L'Estonienne Kaja Kallas, candidate au poste de Haute Représentante de l’UE pour les Affaires etrangères (souvent appelée la “HRVP”, en anglais), a présenté une vision optimiste de l'influence mondiale de l'UE ; elle a fermement soutenu la victoire de l’Ukraine dans la guerre d’aggression illégitime de la Russie contre l’Ukraine ; et a qualifié la Chine de « rival systémique » cherchant à perturber l'ordre international.

Michael McGrath, commissaire chargé de la démocratie, de la justice et de l'État de droit, a indiqué que l'une de ses priorités serait la prochaine loi sur l'équité numérique (le “Digital Fairness Act”), qui aura pour objectif de lutter contre les « modèles commerciaux » des médias sociaux qui créent une dépendance et peuvent nuire aux enfants en ligne.

L'un des profils les plus controversés en raison de son affiliation politique est celui de l'Italien Raffaele Fitto. S'il est nommé, il supervisera plus de 400 milliards d'euros de financement pour les régions les plus pauvres en tant que vice-président exécutif chargé de la cohésion et des réformes. Bien qu’il soit considéré comme l’aile modérée de Fratelli d’Italia, les Verts, les socialistes et la gauche n'ont pas été impressionnés.

Où en est la situation aujourd'hui ? Quelles sont les difficultés rencontrées pour parvenir à un accord sur le collège des commissaires ?

Un différend politique oppose principalement le groupe des socialistes, et le PPE, qui ont posé comme condition préalable à l'approbation de Teresa Ribera qu'elle se présente devant le Parlement espagnol pour répondre à des questions sur son rôle en tant que ministre de la transition écologique lors des récentes inondations à Valence.

Teresa Ribera devrait devenir le principal contrepoids à la présidente de la Commission. Elle sera chargée de la politique de la concurrence ainsi que de la transition économique verte, ce qui pourrait constituer le plus gros dossier de toute la machinerie politique de l'UE.

Pendant la campagne électorale, les socialistes ont menacé de ne pas soutenir la candidate du PPE Ursula von der Leyen pour un second mandat de cinq ans en tant que présidente de la Commission européenne s'il y avait une « coopération structurelle » entre le PPE et l'ECR, le groupe politique de Raffaele Fitto.

Nous suivrons de près l'évolution de la situation au cours des prochains jours pour voir si un accord peut être trouvé ou non.

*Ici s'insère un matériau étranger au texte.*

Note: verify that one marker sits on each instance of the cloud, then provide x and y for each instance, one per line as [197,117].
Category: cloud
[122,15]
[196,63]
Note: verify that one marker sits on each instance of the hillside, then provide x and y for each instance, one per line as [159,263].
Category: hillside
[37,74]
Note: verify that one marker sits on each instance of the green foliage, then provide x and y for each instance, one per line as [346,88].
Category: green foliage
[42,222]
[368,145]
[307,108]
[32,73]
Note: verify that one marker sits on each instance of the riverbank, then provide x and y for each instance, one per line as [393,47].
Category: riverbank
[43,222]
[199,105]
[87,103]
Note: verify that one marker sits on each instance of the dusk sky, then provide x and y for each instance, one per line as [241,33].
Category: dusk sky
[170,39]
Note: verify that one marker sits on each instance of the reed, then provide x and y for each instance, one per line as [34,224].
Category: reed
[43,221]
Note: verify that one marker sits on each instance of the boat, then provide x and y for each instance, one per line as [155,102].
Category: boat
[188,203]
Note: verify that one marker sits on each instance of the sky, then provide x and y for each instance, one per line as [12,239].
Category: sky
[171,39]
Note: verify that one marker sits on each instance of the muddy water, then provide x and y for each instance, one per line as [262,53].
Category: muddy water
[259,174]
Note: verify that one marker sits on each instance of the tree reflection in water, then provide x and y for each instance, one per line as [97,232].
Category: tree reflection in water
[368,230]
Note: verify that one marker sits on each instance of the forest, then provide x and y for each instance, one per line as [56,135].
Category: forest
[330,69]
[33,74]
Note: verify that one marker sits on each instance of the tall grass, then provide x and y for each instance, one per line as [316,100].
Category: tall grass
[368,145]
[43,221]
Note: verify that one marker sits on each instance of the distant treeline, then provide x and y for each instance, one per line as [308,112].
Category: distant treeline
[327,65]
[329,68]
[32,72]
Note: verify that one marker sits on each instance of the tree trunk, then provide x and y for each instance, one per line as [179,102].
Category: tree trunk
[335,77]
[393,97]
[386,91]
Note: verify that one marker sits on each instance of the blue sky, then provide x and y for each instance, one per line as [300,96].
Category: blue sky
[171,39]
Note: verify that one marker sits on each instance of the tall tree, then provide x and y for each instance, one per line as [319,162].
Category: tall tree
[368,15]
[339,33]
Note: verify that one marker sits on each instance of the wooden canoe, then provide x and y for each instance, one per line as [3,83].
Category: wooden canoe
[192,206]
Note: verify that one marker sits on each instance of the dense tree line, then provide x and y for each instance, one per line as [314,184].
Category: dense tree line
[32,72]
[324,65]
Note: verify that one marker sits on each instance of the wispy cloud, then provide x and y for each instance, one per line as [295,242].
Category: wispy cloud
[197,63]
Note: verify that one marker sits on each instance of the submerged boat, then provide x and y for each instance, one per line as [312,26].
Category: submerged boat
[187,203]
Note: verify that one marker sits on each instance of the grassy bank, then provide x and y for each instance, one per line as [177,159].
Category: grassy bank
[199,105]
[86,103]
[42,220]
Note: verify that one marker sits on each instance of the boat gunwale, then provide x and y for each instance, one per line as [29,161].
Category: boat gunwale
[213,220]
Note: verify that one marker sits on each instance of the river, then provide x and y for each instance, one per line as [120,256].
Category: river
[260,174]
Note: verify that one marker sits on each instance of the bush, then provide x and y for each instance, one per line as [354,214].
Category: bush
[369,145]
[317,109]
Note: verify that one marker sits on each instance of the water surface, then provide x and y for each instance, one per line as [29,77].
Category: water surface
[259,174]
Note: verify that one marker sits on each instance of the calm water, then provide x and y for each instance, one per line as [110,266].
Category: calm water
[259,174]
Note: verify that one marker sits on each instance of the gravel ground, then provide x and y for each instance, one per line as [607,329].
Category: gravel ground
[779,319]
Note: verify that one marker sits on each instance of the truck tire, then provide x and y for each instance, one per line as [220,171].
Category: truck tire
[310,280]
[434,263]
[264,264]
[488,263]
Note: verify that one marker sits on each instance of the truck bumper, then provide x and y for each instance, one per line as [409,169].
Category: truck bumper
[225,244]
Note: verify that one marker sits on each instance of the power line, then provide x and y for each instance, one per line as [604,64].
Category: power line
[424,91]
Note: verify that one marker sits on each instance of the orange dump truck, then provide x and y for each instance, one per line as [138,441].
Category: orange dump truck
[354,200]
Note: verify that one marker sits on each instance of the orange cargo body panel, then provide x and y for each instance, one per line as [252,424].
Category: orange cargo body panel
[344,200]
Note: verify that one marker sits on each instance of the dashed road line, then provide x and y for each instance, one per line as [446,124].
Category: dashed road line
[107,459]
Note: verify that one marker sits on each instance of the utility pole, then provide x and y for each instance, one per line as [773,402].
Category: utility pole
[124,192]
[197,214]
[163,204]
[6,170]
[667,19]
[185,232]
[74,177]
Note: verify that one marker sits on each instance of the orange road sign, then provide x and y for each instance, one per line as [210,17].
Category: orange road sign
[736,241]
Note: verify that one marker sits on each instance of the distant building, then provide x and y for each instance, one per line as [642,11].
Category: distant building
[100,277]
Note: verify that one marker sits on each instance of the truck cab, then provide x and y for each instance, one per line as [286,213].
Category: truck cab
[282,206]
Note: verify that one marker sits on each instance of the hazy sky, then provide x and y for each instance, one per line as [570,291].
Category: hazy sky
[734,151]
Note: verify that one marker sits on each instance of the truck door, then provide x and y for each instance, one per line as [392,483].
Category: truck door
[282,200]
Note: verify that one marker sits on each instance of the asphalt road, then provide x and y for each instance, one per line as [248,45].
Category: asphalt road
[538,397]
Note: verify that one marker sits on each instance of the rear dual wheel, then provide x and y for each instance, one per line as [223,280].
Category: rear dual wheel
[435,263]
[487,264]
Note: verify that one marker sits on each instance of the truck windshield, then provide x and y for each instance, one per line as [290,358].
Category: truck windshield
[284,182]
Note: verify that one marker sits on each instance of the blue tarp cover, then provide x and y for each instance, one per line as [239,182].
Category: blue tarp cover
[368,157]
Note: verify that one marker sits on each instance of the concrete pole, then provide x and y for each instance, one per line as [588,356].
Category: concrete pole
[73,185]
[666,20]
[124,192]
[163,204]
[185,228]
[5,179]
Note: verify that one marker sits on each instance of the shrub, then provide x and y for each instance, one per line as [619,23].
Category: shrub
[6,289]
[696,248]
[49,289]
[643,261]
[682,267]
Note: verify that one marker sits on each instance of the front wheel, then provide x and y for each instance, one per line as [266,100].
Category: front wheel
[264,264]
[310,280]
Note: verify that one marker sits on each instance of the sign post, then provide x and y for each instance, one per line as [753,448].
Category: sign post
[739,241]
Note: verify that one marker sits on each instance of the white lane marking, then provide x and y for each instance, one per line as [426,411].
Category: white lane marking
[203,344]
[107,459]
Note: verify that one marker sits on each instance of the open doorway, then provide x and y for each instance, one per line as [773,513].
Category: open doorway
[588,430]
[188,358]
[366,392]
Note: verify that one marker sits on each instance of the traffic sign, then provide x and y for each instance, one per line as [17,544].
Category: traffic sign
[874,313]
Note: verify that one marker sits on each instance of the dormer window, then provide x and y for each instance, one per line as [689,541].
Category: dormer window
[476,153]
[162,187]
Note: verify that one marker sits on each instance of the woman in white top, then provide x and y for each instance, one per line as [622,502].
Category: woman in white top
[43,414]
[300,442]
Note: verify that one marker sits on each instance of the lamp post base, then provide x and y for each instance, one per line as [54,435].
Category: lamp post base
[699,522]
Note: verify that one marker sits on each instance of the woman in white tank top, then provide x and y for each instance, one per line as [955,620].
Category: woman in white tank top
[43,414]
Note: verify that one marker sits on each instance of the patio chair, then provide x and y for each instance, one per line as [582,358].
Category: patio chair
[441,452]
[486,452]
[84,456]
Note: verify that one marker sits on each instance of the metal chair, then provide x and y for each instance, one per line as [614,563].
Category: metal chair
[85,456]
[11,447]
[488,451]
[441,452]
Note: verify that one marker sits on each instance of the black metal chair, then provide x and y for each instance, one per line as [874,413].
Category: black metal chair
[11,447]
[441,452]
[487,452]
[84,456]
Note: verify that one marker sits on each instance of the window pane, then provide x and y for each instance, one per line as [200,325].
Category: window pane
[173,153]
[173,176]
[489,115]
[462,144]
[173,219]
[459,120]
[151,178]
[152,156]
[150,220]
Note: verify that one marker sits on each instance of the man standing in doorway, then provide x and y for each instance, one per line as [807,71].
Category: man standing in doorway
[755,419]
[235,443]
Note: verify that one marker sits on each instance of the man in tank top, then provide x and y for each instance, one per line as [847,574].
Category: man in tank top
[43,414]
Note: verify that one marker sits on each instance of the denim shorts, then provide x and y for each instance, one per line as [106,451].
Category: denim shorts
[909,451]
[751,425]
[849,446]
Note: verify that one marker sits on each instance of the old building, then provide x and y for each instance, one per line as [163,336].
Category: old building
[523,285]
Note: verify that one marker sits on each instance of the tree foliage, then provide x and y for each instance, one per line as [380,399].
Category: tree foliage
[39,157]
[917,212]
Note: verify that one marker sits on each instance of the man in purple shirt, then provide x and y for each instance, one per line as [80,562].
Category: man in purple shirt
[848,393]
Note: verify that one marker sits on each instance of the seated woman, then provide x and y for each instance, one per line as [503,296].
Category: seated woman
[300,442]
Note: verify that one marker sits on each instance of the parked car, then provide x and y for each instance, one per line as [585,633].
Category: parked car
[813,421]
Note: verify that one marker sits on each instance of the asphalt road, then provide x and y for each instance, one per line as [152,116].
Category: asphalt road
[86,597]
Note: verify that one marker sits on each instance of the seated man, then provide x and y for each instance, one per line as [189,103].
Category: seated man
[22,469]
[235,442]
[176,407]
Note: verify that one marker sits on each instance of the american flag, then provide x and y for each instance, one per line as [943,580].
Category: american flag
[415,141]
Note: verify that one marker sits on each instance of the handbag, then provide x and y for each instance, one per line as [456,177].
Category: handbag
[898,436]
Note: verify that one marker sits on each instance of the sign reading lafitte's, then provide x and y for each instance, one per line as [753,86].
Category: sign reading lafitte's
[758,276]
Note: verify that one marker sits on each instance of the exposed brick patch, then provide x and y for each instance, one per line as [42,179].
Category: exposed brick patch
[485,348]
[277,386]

C'est vraiment la politique à son meilleur, mais qu'est-ce que cela signifie ? Quelles sont les prochaines étapes ?

Le Parlement a fixé au 27 novembre la date du vote sur l'ensemble des 27 commissaires, connu sous le nom de Collège, qui aura lieu lors d'une session plénière à Strasbourg.

Si une majorité de députés donne son feu vert à la Commission, la nouvelle équipe de Mme von der Leyen pourra commencer à travailler le 1er décembre comme prévu.

Dans le cas contraire, la Commission envisage une date de démarrage en 2025.

Une interview réalisée par Laurence Aubron.